Apparently it was a reluctant sale with Nokia’s board meeting over 50 times before agreeing to Microsoft’s offer, but now they’re talking up the deal.
Interim CEO and chairman Risto Siilasmaa told a news conference: “The Nokia Board of Directors believes that this transaction creates significant economic value to our share holders. We expect it will be significantly accretive to earnings, it will clearly strengthen our financial position and it will provide a solid basis for future investment in Nokia’s continuing businesses.
The mighty fallen
The Finnish firm was once the world’s dominant handset maker but has long since been overtaken by Apple and Samsung in the extremely competitive market for more powerful and profitable smartphones.
Nokia, which had a 40 percent share of the handset market in 2007, now has a mere 15 percent share, with an even smaller 3.3 percent in smartphones, contrasting with Apple’s 14.2 percent and Samsung’s 31.7 percent.
Too late or no choice
Analysts had mixed feelings about this tie-up. Brenda Kelly with the IG Group said this may have come too late to save the handset maker: “I think this is a pretty decent step for Nokia. In terms of their share price we’ve seen a huge decline there and it gives them a little bit more bolstering in the hardware market, particularly with Microsoft in partnership. So I think in that respect it does give a little bit more upside for their share price, but I do feel that in the grand scheme of things it might be a little bit too late for that company.”

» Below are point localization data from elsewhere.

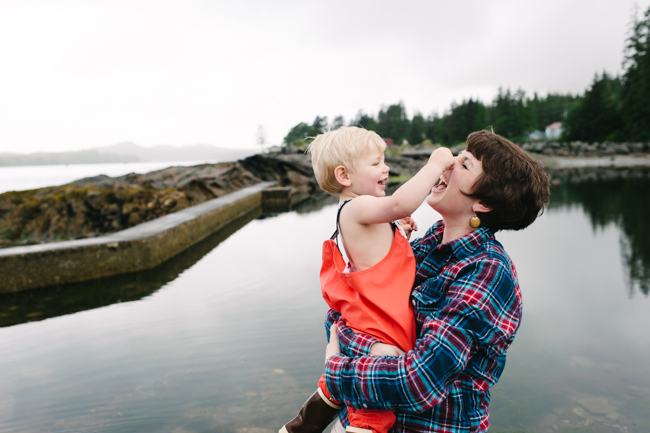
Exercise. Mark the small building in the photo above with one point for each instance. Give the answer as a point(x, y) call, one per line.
point(554, 130)
point(536, 135)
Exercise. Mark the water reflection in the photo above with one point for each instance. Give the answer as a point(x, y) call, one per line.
point(40, 304)
point(613, 196)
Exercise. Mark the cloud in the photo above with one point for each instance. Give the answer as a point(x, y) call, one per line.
point(86, 74)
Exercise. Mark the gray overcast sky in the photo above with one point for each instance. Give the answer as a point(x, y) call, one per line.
point(83, 74)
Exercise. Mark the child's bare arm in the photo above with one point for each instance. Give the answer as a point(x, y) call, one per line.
point(404, 201)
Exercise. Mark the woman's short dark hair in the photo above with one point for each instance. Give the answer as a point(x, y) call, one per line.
point(513, 185)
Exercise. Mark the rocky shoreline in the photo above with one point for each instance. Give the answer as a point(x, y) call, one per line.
point(101, 205)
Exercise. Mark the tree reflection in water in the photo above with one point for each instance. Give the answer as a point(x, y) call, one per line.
point(613, 195)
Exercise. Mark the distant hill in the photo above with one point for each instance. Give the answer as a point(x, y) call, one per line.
point(127, 152)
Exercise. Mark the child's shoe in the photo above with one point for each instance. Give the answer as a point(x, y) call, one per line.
point(316, 414)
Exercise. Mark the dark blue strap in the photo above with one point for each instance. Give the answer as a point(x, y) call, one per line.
point(338, 214)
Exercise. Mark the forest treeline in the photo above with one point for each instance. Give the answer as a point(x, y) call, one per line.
point(613, 108)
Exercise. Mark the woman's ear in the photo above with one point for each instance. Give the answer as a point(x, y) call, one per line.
point(479, 207)
point(341, 175)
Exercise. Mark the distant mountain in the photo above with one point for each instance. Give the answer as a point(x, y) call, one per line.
point(128, 152)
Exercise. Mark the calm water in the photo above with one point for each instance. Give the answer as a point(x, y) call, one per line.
point(228, 336)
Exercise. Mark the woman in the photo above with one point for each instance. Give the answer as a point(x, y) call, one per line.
point(466, 300)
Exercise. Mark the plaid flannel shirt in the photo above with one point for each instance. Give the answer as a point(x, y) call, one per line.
point(467, 306)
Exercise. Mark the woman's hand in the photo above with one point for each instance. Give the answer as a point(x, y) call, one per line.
point(333, 347)
point(381, 349)
point(408, 225)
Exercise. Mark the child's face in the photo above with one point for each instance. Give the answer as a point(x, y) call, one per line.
point(371, 173)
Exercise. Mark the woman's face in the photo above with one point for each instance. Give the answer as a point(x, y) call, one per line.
point(446, 198)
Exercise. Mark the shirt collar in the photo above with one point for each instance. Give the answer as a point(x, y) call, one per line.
point(464, 246)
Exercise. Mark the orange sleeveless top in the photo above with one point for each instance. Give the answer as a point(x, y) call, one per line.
point(374, 301)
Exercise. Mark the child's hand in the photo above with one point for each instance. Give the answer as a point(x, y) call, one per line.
point(408, 225)
point(442, 158)
point(381, 349)
point(333, 347)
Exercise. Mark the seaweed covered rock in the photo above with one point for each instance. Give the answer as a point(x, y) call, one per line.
point(99, 205)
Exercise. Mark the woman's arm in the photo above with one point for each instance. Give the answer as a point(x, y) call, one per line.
point(481, 312)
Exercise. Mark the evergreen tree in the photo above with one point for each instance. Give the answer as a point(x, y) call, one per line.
point(464, 119)
point(510, 115)
point(301, 131)
point(337, 122)
point(635, 98)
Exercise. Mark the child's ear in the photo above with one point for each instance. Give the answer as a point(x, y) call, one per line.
point(479, 207)
point(341, 175)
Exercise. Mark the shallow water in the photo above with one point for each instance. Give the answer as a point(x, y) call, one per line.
point(228, 336)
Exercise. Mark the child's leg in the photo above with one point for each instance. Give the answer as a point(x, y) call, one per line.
point(316, 414)
point(368, 420)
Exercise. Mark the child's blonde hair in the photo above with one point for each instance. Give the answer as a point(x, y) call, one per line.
point(342, 146)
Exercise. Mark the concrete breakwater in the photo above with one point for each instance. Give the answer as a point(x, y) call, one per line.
point(137, 248)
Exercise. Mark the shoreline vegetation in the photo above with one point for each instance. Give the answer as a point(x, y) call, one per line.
point(101, 205)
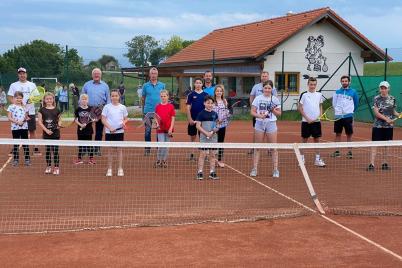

“Microsoft cannot walk away from smartphones, and the hope that other vendors will support Windows Phone is fading fast. So buying Nokia comes at the right time,” said Carolina Milanesi, an analyst at Gartner.
“In today’s market it is clear that a vertical integration is the way forward for a company to succeed. How else could Microsoft achieve this?”
Microsoft chief executive Steve Ballmer called it a “bold step into the future” in his company’s transformation process as it tried to catch up in the booming market for mobile devices.
The Nokia deal thrusts Microsoft deeper into the hotly contested mobile phone market, despite some investors urging it to stick to its core strengths of business software and services.
Nokia’s boss Stephen Elop goes back to Microsoft, where he used to work running the business software division before jumping to Nokia in 2010.
He will be the head of Microsoft’s mobile devices business, but is also being discussed as a possible replacement for retiring CEO Steve Ballmer.
Analyst Tero Kuittinen at consultancy Alekstra said the sale price of Nokia’s phone business, about a quarter of its sales last year, represented a “fire sale level”, though others were less clear about what a shrunken Nokia was worth.
“What should be paid for a declining business, where market share has been constantly lost and profitability has been poor?” said Hannu Rauhala, analyst at Pohjola Bank. “It is difficult to say if it’s cheap or expensive.”